Когда чуть позже инспектор Верн вышел из кабачка, дождь уже прекратился. Он направился по улице Сент-Оноре к величественной церкви Марии Магдалины. Здание еще не было закончено, но за строительными лесами уже виднелись импозантные коринфские колоннады на боковых фасадах. Весь архитектурный ансамбль смутно напоминал знаменитые термы Диоклетиана, намекая на тщетную попытку зодчих воссоздать древний Рим посреди Парижа. Валантен невольно подумал, что безумные деньги, потраченные на строительство этого храма, куда полезнее было бы употребить на восстановление обветшавших центральных кварталов – там ютятся бедняки, а грабители вольготно чувствуют себя в закоулках, где глаза разбегаются от количества невинных жертв.
Напротив церкви красовались прекрасные особняки пригорода Сент-Оноре; большинство из них отличались скромным изяществом, свидетельствующим о том, что их владельцы – состоятельные буржуа, достигшие прочного положения в обществе и уверенные в себе. Лишь несколько зданий заметно выделялись среди соседей. Их вычурное убранство намеренно выставлялось напоказ, хозяева словно хотели рассказать всему свету о своем богатстве – так ведут себя обычно те, кто разбогател совсем недавно. Резиденция Доверней с ее монументальным портиком, фризами и маскаронами[24] на фасаде, с барочным бассейном, украшенным статуей Нептуна, принадлежала как раз ко второй категории.
Валантена попросили подождать в салоне, где было жарко натоплено невидимой печью. Окна с дамастовыми занавесками выходили на обширный сад с изящными беседками. Стены здесь были затянуты шелком фиалкового цвета, паркет укрыт толстым турецким ковром. Мраморная облицовка камина и статуи отражались в отполированном драгоценном дереве шкафов и буфетов Буля[25]. Огромные часы из позолоченной бронзы красовались на кронштейне.
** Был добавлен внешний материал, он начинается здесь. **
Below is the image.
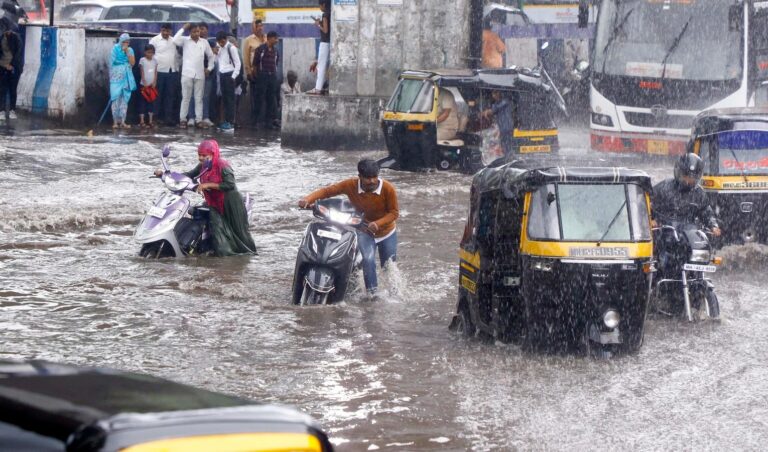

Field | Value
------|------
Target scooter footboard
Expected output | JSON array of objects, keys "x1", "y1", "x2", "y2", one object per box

[{"x1": 304, "y1": 267, "x2": 335, "y2": 293}]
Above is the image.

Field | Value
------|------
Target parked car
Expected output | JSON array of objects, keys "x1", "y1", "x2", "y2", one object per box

[{"x1": 59, "y1": 0, "x2": 224, "y2": 25}]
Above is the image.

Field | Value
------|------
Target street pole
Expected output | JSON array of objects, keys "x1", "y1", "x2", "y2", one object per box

[{"x1": 229, "y1": 0, "x2": 240, "y2": 37}]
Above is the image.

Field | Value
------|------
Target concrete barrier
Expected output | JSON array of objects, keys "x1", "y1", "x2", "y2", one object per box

[
  {"x1": 17, "y1": 27, "x2": 85, "y2": 120},
  {"x1": 281, "y1": 94, "x2": 386, "y2": 150}
]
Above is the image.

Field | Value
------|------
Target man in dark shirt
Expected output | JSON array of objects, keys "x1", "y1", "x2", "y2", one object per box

[
  {"x1": 0, "y1": 30, "x2": 23, "y2": 121},
  {"x1": 252, "y1": 31, "x2": 280, "y2": 129},
  {"x1": 483, "y1": 91, "x2": 515, "y2": 157}
]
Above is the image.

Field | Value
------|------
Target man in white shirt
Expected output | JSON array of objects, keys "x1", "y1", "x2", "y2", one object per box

[
  {"x1": 216, "y1": 31, "x2": 241, "y2": 132},
  {"x1": 173, "y1": 24, "x2": 215, "y2": 128},
  {"x1": 149, "y1": 24, "x2": 181, "y2": 125}
]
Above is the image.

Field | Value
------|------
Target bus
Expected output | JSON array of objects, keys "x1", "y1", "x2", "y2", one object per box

[
  {"x1": 580, "y1": 0, "x2": 756, "y2": 155},
  {"x1": 189, "y1": 0, "x2": 322, "y2": 38}
]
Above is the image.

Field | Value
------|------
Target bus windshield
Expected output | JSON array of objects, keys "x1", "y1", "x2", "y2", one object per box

[
  {"x1": 591, "y1": 0, "x2": 743, "y2": 81},
  {"x1": 528, "y1": 184, "x2": 651, "y2": 242},
  {"x1": 702, "y1": 130, "x2": 768, "y2": 176}
]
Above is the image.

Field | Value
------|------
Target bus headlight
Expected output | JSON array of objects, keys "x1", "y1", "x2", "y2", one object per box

[{"x1": 592, "y1": 112, "x2": 613, "y2": 127}]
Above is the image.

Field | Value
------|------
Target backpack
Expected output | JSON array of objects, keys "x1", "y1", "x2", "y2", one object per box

[{"x1": 227, "y1": 43, "x2": 245, "y2": 88}]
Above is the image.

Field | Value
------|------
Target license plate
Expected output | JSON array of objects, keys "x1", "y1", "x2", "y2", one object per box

[
  {"x1": 683, "y1": 264, "x2": 717, "y2": 273},
  {"x1": 520, "y1": 144, "x2": 552, "y2": 154},
  {"x1": 149, "y1": 206, "x2": 165, "y2": 218},
  {"x1": 317, "y1": 229, "x2": 341, "y2": 241},
  {"x1": 648, "y1": 140, "x2": 669, "y2": 155}
]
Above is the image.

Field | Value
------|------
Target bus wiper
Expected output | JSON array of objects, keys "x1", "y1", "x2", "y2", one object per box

[
  {"x1": 602, "y1": 8, "x2": 635, "y2": 72},
  {"x1": 597, "y1": 198, "x2": 627, "y2": 246},
  {"x1": 728, "y1": 148, "x2": 749, "y2": 184},
  {"x1": 661, "y1": 15, "x2": 693, "y2": 82}
]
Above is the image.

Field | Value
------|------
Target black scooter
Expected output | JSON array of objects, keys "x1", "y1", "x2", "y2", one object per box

[
  {"x1": 293, "y1": 198, "x2": 365, "y2": 305},
  {"x1": 654, "y1": 222, "x2": 720, "y2": 322}
]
Вся эта кричащая роскошь создавала слащавую до тошноты атмосферу. Должно быть, драма, разыгравшаяся здесь недавно, в замкнутом мирке, обрамленном галереей, произвела на свидетелей эффект грянувшего над ухом артиллерийского залпа.
Депутат Шарль-Мари Довернь носил траур с надлежащей долей рафинированной элегантности. Землистый цвет лица и мешки под глазами выдавали проведенную им бессонную ночь. Гостя он поприветствовал кивком.
– Префект полиции Жиро де л’Эн, мой добрый знакомый, заверил меня, что позаботится о том, чтобы расследование смерти Люсьена было поручено одному из его самых лучших сыщиков. Однако, не поймите меня превратно, вы кажетесь мне слишком юным для такого дела.